I’d rescue Hampshire College. It’s probably not too late.

And I’d build a large faculty for square dance weekends. A big room with a nice wooden floor that holds… Perhaps 10-12 squares. An adjoining game room with good lighting and nice tables. And two smaller dance hand holding perhaps 4-6 squares, also adjacent to the game room. A separate dining hall near those four rooms, and a commercial kitchen. An assortment of bedrooms to house the dancers. With both parking and public transit access, so dancers could fly to a nearby airport and get there without renting a car. Maybe in/near Chicago; Chi-Town has good international airports. Or maybe Toronto, as international travel to the US has gotten problematic. And I’d endow it.

Its charter would give first priority to square dance events, but it would also be open for other social dance groups, on a lottery system with slots opening 2 years in advance, and first come, first serve for any slot that didn’t book in the lottery. With other community events able to book, but lower in priority than the social dance groups.

Speaking of game room, if the place(s) I lived at didn’t have a large arcade, I’d make my own classic arcade with both video games, pinball, and redemption games. It would be weird or eccentric because half of the fun of an arcade is hearing the crowd around you, so I wouldn’t have it all to myself. I might set the price so it’s usually around halfway full.

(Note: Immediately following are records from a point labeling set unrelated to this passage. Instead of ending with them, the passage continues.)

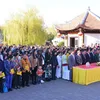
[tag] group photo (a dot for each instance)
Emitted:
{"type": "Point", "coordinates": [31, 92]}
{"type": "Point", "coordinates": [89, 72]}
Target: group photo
{"type": "Point", "coordinates": [49, 50]}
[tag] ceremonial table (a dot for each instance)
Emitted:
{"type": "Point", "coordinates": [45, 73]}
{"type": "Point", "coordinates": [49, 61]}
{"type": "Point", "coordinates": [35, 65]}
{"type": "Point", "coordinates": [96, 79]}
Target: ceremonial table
{"type": "Point", "coordinates": [86, 75]}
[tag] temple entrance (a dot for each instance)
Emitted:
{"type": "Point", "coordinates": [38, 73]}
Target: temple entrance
{"type": "Point", "coordinates": [73, 42]}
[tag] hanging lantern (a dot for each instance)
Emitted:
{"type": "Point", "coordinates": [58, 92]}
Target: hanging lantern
{"type": "Point", "coordinates": [80, 33]}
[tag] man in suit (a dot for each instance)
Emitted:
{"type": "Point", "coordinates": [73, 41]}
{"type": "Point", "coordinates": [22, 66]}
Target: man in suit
{"type": "Point", "coordinates": [83, 53]}
{"type": "Point", "coordinates": [71, 63]}
{"type": "Point", "coordinates": [78, 58]}
{"type": "Point", "coordinates": [92, 55]}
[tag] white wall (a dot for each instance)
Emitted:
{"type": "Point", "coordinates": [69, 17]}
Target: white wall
{"type": "Point", "coordinates": [91, 38]}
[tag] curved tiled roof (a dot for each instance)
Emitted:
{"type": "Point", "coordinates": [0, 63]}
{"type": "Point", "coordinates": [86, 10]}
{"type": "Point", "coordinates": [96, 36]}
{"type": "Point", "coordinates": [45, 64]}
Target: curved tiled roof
{"type": "Point", "coordinates": [87, 20]}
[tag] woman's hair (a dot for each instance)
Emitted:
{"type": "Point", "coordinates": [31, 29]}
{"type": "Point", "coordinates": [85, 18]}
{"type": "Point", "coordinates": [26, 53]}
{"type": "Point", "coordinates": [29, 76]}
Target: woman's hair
{"type": "Point", "coordinates": [33, 53]}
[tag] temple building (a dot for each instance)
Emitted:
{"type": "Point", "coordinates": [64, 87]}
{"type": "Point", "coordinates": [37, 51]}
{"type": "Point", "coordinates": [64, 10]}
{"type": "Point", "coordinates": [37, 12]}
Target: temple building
{"type": "Point", "coordinates": [84, 29]}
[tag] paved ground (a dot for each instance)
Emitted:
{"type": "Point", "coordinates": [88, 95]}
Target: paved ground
{"type": "Point", "coordinates": [55, 90]}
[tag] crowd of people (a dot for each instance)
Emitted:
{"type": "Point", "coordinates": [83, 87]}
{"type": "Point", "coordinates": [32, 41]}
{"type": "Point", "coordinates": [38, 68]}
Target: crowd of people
{"type": "Point", "coordinates": [21, 66]}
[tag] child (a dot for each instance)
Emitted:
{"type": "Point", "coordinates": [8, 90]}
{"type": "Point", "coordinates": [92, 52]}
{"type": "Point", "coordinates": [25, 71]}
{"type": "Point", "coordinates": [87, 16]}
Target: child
{"type": "Point", "coordinates": [39, 75]}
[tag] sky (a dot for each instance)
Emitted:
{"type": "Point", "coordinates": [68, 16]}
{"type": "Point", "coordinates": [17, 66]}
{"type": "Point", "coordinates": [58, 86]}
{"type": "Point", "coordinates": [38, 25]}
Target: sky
{"type": "Point", "coordinates": [52, 11]}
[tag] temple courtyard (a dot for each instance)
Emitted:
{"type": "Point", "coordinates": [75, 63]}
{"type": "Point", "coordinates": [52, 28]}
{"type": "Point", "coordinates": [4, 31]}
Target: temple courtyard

I’d do the same thing for music: I’d open up a small music venue and subsidize punk and/or alternative acts to play there. But I’d limit ticket sales so even for popular acts so it would also be maximum of 50% safe capacity - which is still pretty friggin crowded since I’ve been in places where you couldn’t move, and halving that would still mean you’d always have to move around people when you’re walking. But that’s the perfect size of a crowd to feel the energy in a live act. It would still lose money on a lot of acts, probably only making money if I could score a mid-range act for cheap (for instance if it fit well into their schedule.) I’d have to operate it as a bar on off nights to recoup some of the cost.

Have a reproduction of Mjolnir made of iridium so that it really would be almost too damn heavy for anyone but the strongest people to lift. Then donate it to Marvel Comics.

Osmium is the metal you’re looking for, I nitpickily think.

Osmium is maybe marginally heavier than iridium, for a long time the difference was almost too close to call. But for reasons unknown to me iridium is usable whereas osmium is not; possibly because the latter is distinctly toxic.

So there would be two reasons it couldn’t be lifted?

I’d build something underground, but not because I want a survival bunker or something. I’ve just always liked being underground. In grad school, I used to TA classes in a building that was four levels underground, and I found it very calming. Build a nice house on top, but with access to a nice bunker type place under it.